Performance Tuning for Zabbix
For those who have no clue about what Zabbix is here is a short description as stated on Zabbix web site.
Zabbix is an enterprise-class open source distributed monitoring solution. In this article we will discuss about how to optimize MySQL as load on Zabbix might lead to various problems.
Recommendation 1.
Use a tmpfs tmpdir. In /etc/my.cnf configure:
tmpdir=/mytmp
/etc/fstab should look like:
tmpfs /mytmp tmpfs size=1g,nr_inodes=10k,mode=700,uid=27,gid=27 0 0
Ofcourse depending the Linux distribution. The above is taken from a RedHat Enterprise Server 5.
You’ll have to mkdir /mytmp and the numeric uid and gid values for your mysql user+group need to go on that line. Then you should be able to mount /mytmp and use tmpfs for mysql’s temp directory.
Recommendation 2.
Buffer cache/pool settings.
In /etc/my.cnf jack up innodb_buffer_pool_size as much as possible. I had a long-running system and i sized it so that on a 16GB box that i should only have about 1GB of buffer cache available. If you use /usr/bin/free on a redhat system value in the “+/- buffer cache” row under the “free” column shows you how much buffer cache you have.
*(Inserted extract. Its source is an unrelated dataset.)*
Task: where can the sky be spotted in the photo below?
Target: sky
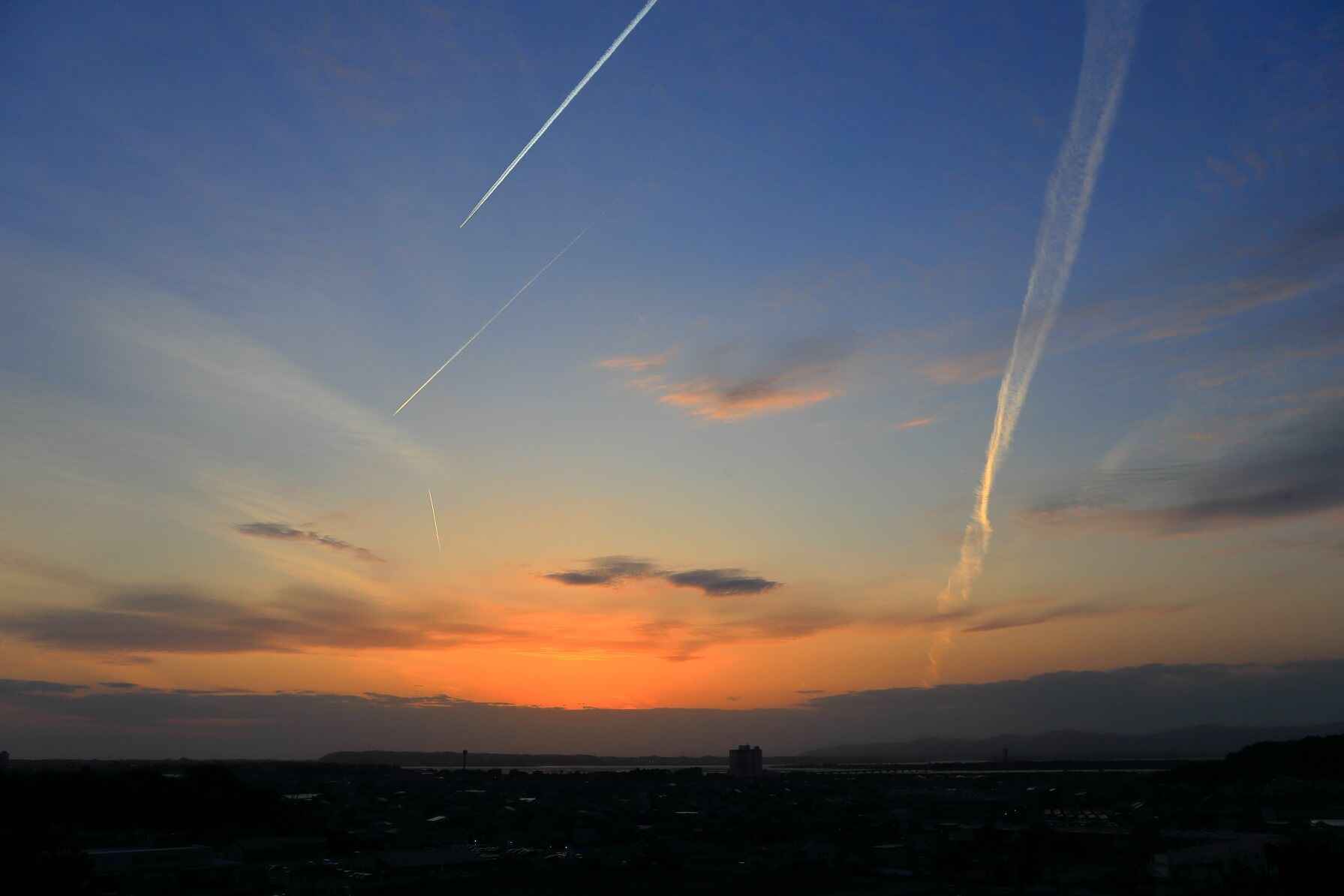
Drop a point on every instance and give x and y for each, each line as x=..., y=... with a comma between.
x=707, y=476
We also setup innodb to use O_DIRECT so that the data cached in the innodb buffer pool would not be duplicated in the filesystem buffer cache. So, in /etc/my.cnf:
innodb_buffer_pool_size=12000M
innodb_flush_method=O_DIRECT
Recommendation 3.
Other parameters
innodb_file_per_table
Use file_per_table to keep tablespaces more compact and use “optimize table” periodically. And when you set this value in my.cnf you don’t get an actual file_per_table until you run an optimize on all the tables. This’ll take a long time on the large zabbix history* and trends* tables.
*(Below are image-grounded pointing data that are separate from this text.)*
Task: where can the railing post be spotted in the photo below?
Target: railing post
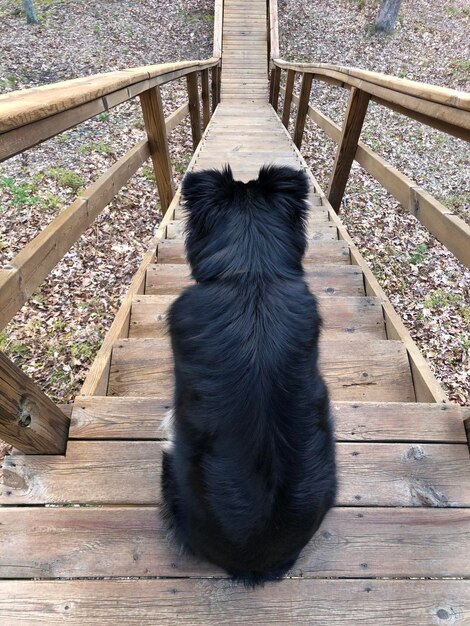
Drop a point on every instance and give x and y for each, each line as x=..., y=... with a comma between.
x=194, y=112
x=154, y=118
x=29, y=421
x=275, y=86
x=288, y=97
x=302, y=108
x=353, y=121
x=214, y=85
x=206, y=110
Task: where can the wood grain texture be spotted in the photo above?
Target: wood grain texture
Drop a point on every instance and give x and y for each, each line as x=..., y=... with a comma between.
x=205, y=97
x=331, y=280
x=400, y=89
x=106, y=417
x=154, y=118
x=29, y=421
x=211, y=602
x=352, y=126
x=288, y=92
x=194, y=109
x=128, y=472
x=131, y=541
x=302, y=109
x=372, y=370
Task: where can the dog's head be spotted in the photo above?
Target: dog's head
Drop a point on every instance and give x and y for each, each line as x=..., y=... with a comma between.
x=245, y=228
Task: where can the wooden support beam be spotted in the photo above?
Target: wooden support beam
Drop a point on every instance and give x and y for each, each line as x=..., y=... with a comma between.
x=194, y=112
x=29, y=421
x=214, y=87
x=274, y=87
x=206, y=111
x=288, y=97
x=346, y=151
x=154, y=118
x=302, y=109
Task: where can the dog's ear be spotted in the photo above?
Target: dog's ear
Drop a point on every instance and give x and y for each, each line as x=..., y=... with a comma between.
x=287, y=185
x=200, y=188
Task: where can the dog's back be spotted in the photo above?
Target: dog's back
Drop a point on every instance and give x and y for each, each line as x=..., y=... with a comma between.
x=251, y=472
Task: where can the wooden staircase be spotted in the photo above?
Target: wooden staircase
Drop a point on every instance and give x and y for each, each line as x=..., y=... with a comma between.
x=81, y=537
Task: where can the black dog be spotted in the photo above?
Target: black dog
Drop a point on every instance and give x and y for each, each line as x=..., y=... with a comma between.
x=250, y=471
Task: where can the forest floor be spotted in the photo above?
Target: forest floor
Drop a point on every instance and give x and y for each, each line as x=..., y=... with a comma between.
x=56, y=335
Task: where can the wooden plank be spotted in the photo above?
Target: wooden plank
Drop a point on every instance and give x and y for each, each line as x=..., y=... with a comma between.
x=332, y=280
x=353, y=370
x=206, y=111
x=288, y=92
x=152, y=109
x=193, y=94
x=275, y=84
x=29, y=421
x=347, y=317
x=27, y=270
x=218, y=26
x=399, y=86
x=106, y=417
x=131, y=541
x=212, y=602
x=129, y=472
x=352, y=127
x=176, y=117
x=173, y=251
x=302, y=108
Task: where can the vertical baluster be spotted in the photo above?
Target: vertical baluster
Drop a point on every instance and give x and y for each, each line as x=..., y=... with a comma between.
x=302, y=109
x=206, y=111
x=154, y=118
x=352, y=126
x=288, y=97
x=194, y=110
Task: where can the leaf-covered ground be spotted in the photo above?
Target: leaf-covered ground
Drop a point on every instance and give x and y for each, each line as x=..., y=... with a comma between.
x=56, y=335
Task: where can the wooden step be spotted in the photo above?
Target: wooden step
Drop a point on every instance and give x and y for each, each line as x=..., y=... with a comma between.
x=112, y=417
x=129, y=472
x=332, y=280
x=334, y=252
x=346, y=317
x=372, y=370
x=132, y=541
x=190, y=602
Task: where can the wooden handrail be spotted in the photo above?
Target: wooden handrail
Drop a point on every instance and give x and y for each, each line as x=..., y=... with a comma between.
x=447, y=227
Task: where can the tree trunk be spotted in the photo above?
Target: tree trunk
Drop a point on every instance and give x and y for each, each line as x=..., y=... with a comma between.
x=31, y=17
x=388, y=15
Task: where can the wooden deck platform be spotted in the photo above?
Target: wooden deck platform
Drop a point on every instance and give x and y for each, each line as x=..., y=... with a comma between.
x=81, y=538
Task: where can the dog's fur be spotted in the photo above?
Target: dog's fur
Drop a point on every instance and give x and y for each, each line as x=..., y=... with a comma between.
x=250, y=472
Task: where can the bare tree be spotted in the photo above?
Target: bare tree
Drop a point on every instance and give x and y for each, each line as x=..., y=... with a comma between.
x=388, y=15
x=31, y=17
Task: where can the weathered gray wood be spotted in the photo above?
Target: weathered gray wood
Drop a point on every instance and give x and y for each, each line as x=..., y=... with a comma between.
x=152, y=108
x=302, y=109
x=288, y=97
x=346, y=151
x=212, y=602
x=132, y=541
x=206, y=111
x=128, y=472
x=106, y=417
x=194, y=111
x=29, y=421
x=274, y=87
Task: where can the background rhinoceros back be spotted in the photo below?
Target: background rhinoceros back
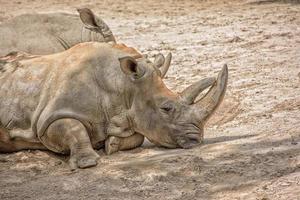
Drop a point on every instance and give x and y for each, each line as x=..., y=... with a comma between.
x=36, y=33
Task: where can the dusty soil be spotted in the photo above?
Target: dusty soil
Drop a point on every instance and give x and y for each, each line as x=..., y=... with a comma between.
x=252, y=144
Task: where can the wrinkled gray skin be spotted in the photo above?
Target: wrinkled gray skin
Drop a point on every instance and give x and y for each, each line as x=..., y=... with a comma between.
x=71, y=102
x=49, y=33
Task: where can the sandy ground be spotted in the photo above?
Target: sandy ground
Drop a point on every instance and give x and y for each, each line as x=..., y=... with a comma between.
x=252, y=144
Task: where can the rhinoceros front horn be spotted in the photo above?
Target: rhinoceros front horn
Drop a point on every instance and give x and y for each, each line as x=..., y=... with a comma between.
x=213, y=98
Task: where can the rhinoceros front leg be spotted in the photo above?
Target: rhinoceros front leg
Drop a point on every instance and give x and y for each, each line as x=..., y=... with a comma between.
x=114, y=144
x=70, y=136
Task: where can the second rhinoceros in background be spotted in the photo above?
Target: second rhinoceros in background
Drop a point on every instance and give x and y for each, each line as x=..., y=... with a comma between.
x=46, y=33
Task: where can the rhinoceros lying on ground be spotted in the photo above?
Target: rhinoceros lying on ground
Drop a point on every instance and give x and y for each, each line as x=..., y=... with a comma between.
x=70, y=102
x=52, y=32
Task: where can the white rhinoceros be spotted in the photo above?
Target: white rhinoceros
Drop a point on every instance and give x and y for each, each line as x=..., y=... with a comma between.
x=73, y=101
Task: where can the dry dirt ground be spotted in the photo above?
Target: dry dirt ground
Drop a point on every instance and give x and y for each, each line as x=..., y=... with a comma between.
x=252, y=144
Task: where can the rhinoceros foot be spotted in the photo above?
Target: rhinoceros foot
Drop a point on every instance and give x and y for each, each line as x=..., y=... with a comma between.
x=84, y=160
x=112, y=145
log_slow_queries=/var/log/mysql.slow.log
Turn on slow query logging.
thread_cache_size=4
It seems to affect the hit rate of Threads_created per Connection in ‘show global status’ — with it set to 4 i had 3228483 Connections and 5840 Threads_created, which is a 99.2% hit rate — higher number of Threads_created is worse.
query_cache_limit=1M
query_cache_size=128M
tmp_table_size=256M
max_heap_table_size=256M
table_cache=256
This was also based on other tuning docs, but based on the number of tables in a zabbix database with 73 tables in zabbix plus temp tables and mysql tables and stuff that this was appropriate.
max_connections = 300
I jacked this up because i had a measured max conns of 50 and wanted headroom and configuring connections is reasonably cheap in mysql
innodb_flush_log_at_trx_commit=2
I had tried this before and not seen a huge benefit, but the consultant advised that since i didn’t care about strict ACID that this would help a lot for high volume writes.
join_buffer_size=256k
read_buffer_size=256k
read_rnd_buffer_size=256k
Try keeping these values no higher than this, because they are per-thread buffers. I had run into conflicting recommendations on the net to increase the size of the join_buffer_size in particular.